6. Enable auditing event ID 4662 by enabling proper settings. 7. Customize the SmartConnector for better log consumption:

• Add a parser override to normalize GUIDs.

• Create map files to map schema GUIDs (user and group) and user/group-specific information.

These steps ensure that honeytokens are effectively used to detect malicious activity in directory services. This document discusses implementing auditing in Active Directory (AD) environments to detect internal reconnaissance tools like BloodHound. The primary goal is to track user enumeration of AD objects without revealing the tool's presence through audit events.

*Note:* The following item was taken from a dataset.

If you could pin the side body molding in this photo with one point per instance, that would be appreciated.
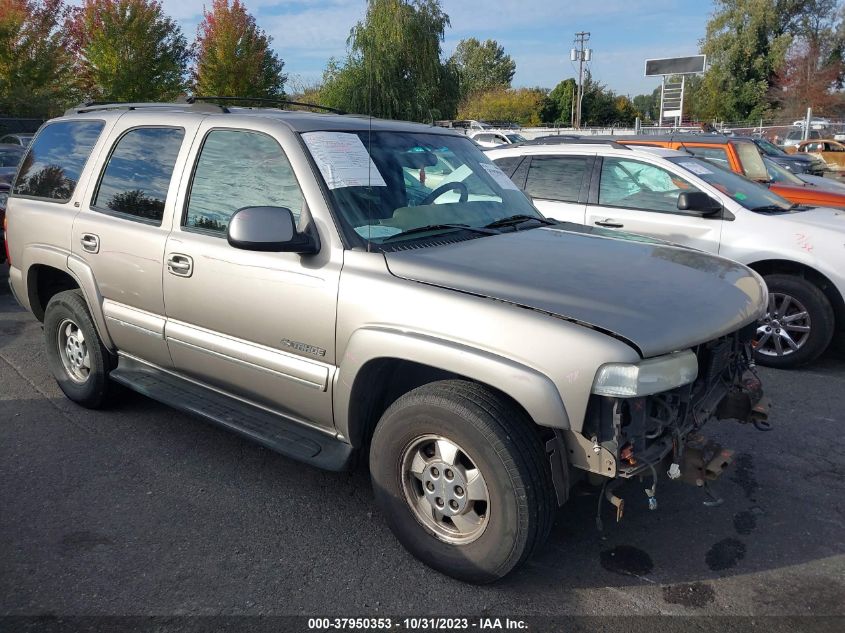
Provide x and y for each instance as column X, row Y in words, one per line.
column 534, row 391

After enabling auditing, running BloodHound will show logged audit events; these indicate the username of the person enumerating the objects but not the specific host or device used. To effectively implement this, a one-week review period is recommended to investigate any accounts that are performing AD user/group object enumeration. During this time, it's crucial to differentiate between legitimate servers and applications that require such activities from potential adversaries. Postpone filtering out known systems after thorough vetting. The conclusion emphasizes the importance of understanding BloodHound's functionality for better detection in future strategies. By shifting detection to network and AD event logs, organizations can remain undetected while monitoring for specific triggers rather than relying on easily bypassed signature-based detections. The document also provides references to external resources that further discuss related topics and tools like Microsoft Enterprise Cloud Red Teaming, FireEye's threat research, and BloodHound's GitHub repositories and wiki pages.